Optionally, the second parameter may further include a device number corresponding to the subnode sending the second parameter.
With reference to the first aspect, in some implementations of the first aspect, the first threshold includes a time threshold L and/or a count threshold N, N is an integer greater than or equal to 1, the time threshold L is a preset quantity of time units configured to upload a local model in each round of iteration, and L is an integer greater than or equal to 1. That the computing node fuses, according to the model fusion algorithm, the m received first local models when the first threshold is reached includes: When the first threshold is the count threshold N, the computing node fuses, according to the model fusion algorithm, the m first local models received when the first threshold is reached, where m is greater than or equal to the count threshold N; when the first threshold is the time threshold L, the computing node fuses, according to the model fusion algorithm, m first local models received in L time units; or when the first threshold includes the count threshold N and the time threshold L, and either threshold of the count threshold N and the time threshold L is reached, the computing node fuses, according to the model fusion algorithm, the m received first local models.
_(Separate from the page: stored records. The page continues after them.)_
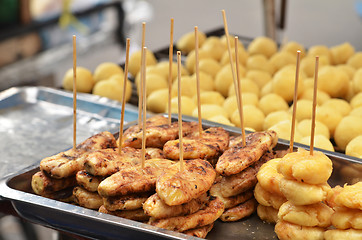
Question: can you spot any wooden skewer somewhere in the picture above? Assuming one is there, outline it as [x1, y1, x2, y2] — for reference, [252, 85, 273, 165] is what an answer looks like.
[73, 35, 77, 150]
[177, 51, 184, 172]
[309, 56, 319, 155]
[138, 22, 146, 128]
[195, 27, 202, 137]
[289, 50, 300, 152]
[141, 47, 147, 168]
[168, 18, 174, 126]
[118, 38, 130, 155]
[235, 37, 246, 147]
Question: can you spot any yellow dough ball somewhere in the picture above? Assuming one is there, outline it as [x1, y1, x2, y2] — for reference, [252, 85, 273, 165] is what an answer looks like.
[207, 115, 235, 126]
[269, 52, 297, 71]
[128, 49, 157, 77]
[93, 75, 132, 102]
[300, 88, 331, 105]
[350, 92, 362, 108]
[176, 31, 206, 54]
[352, 68, 362, 93]
[172, 76, 197, 99]
[194, 58, 221, 78]
[189, 71, 215, 91]
[246, 54, 275, 74]
[349, 106, 362, 117]
[220, 48, 249, 66]
[318, 66, 349, 98]
[215, 65, 246, 97]
[334, 116, 362, 150]
[336, 64, 357, 80]
[135, 65, 168, 86]
[260, 81, 273, 97]
[330, 42, 355, 65]
[187, 49, 211, 74]
[307, 45, 332, 63]
[346, 135, 362, 158]
[245, 70, 272, 89]
[220, 34, 245, 49]
[223, 92, 259, 118]
[300, 56, 329, 78]
[201, 36, 226, 61]
[192, 104, 228, 119]
[248, 36, 278, 58]
[93, 62, 124, 82]
[63, 67, 95, 93]
[231, 105, 265, 131]
[299, 135, 334, 152]
[316, 106, 343, 136]
[289, 99, 313, 122]
[155, 61, 189, 81]
[147, 89, 168, 113]
[165, 96, 197, 116]
[259, 93, 289, 115]
[297, 119, 330, 139]
[322, 98, 352, 117]
[136, 74, 168, 96]
[272, 67, 304, 102]
[192, 91, 225, 106]
[263, 111, 292, 132]
[280, 41, 306, 58]
[228, 78, 260, 96]
[347, 52, 362, 69]
[268, 120, 302, 142]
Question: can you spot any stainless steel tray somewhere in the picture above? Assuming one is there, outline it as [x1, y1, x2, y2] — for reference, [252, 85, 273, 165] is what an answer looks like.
[0, 116, 362, 239]
[0, 87, 138, 178]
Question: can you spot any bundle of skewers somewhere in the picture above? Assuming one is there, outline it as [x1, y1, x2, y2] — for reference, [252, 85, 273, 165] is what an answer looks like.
[32, 12, 362, 239]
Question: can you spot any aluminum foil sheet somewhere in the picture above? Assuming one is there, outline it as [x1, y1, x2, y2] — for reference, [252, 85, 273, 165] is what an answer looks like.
[0, 87, 137, 177]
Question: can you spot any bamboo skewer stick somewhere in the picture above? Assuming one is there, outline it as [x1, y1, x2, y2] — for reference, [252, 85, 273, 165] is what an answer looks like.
[289, 50, 300, 152]
[141, 47, 147, 168]
[138, 22, 146, 128]
[73, 35, 77, 150]
[235, 37, 246, 147]
[221, 10, 240, 133]
[195, 27, 202, 137]
[118, 38, 130, 154]
[177, 51, 184, 172]
[167, 18, 174, 126]
[309, 56, 319, 155]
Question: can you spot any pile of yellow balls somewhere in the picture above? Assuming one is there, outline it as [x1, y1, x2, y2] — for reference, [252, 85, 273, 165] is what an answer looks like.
[134, 31, 362, 158]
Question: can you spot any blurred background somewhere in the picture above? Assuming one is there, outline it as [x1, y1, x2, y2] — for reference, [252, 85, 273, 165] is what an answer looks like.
[0, 0, 362, 240]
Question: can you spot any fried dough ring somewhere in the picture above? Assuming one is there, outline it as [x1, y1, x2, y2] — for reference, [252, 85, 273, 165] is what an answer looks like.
[278, 149, 332, 185]
[254, 183, 287, 209]
[275, 221, 325, 240]
[279, 178, 331, 205]
[278, 201, 334, 228]
[256, 204, 278, 223]
[220, 198, 257, 222]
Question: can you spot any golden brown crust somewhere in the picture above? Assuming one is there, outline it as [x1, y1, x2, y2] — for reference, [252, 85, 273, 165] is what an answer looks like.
[156, 159, 216, 206]
[220, 198, 257, 222]
[148, 198, 224, 232]
[163, 127, 229, 160]
[103, 192, 152, 211]
[31, 171, 76, 196]
[215, 131, 278, 176]
[98, 159, 174, 197]
[143, 193, 209, 219]
[73, 187, 103, 209]
[40, 132, 116, 178]
[75, 170, 104, 192]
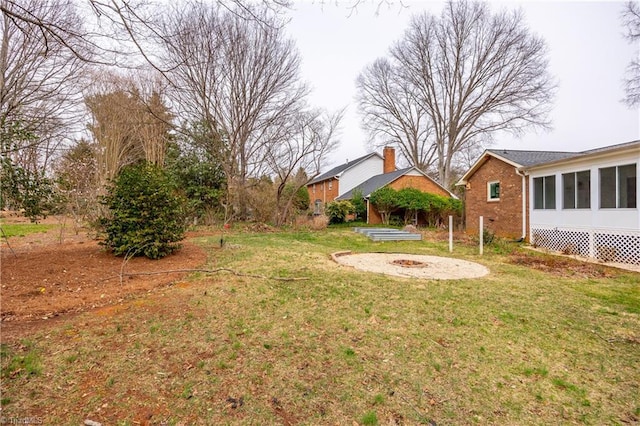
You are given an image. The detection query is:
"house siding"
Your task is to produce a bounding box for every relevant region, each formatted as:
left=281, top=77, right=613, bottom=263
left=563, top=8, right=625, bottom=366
left=529, top=150, right=640, bottom=264
left=465, top=156, right=529, bottom=239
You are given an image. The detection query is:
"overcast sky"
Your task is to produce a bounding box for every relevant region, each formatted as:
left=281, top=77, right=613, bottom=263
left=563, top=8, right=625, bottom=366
left=287, top=0, right=640, bottom=168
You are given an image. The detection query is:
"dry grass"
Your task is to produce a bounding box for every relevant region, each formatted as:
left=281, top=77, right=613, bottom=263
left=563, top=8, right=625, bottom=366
left=2, top=229, right=640, bottom=425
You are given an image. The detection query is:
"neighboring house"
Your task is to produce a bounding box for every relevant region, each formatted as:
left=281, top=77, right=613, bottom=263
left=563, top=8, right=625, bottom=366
left=337, top=167, right=455, bottom=224
left=458, top=141, right=640, bottom=264
left=307, top=147, right=396, bottom=214
left=524, top=141, right=640, bottom=265
left=456, top=149, right=575, bottom=240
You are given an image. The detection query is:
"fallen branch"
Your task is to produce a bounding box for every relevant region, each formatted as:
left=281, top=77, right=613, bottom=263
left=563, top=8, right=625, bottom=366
left=118, top=268, right=309, bottom=281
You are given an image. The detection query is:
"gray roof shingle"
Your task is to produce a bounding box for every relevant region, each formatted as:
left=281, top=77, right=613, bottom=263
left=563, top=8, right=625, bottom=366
left=336, top=167, right=412, bottom=201
left=307, top=152, right=378, bottom=185
left=487, top=149, right=579, bottom=166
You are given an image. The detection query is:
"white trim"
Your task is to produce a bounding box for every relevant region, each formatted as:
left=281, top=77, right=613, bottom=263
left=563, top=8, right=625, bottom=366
left=487, top=180, right=501, bottom=203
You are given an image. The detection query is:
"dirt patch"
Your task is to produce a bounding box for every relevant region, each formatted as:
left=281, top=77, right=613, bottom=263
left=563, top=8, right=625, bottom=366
left=507, top=253, right=619, bottom=278
left=0, top=221, right=207, bottom=340
left=332, top=252, right=489, bottom=280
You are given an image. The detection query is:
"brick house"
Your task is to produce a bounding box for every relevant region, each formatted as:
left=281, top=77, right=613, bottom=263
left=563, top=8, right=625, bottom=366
left=337, top=167, right=455, bottom=225
left=307, top=147, right=396, bottom=214
left=456, top=149, right=574, bottom=240
left=456, top=140, right=640, bottom=264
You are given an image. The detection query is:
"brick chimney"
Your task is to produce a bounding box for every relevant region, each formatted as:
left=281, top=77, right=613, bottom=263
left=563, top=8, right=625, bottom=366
left=382, top=146, right=396, bottom=173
With reference to the first aspect, in some implementations of the first aspect, the first parameter further includes a first contribution vector, and the first contribution vector includes contribution proportions of the K subnodes in the first global model. That the computing node fuses the m received first local models according to the model fusion algorithm, to generate a second global model includes: The computing node determines a first fusion weight based on the first contribution vector, a first sample proportion vector, and the first version number t′ corresponding to the m first local models, where the first fusion weight includes a weight of each local model of the m first local models upon model fusion with the first global model, and the first sample proportion vector includes a proportion of a local dataset of each subnode of the K subnodes in all local datasets of the K subnodes. The computing node determines the second global model based on the first fusion weight, the m first local models, and the first global model.
The method further includes: The computing node determines a second contribution vector based on the first fusion weight and the first contribution vector, where the second contribution vector is contribution proportions of the K subnodes in the second global model. The computing node sends the second contribution vector to some or all subnodes of the K subnodes in the (t+1)^thround of iteration.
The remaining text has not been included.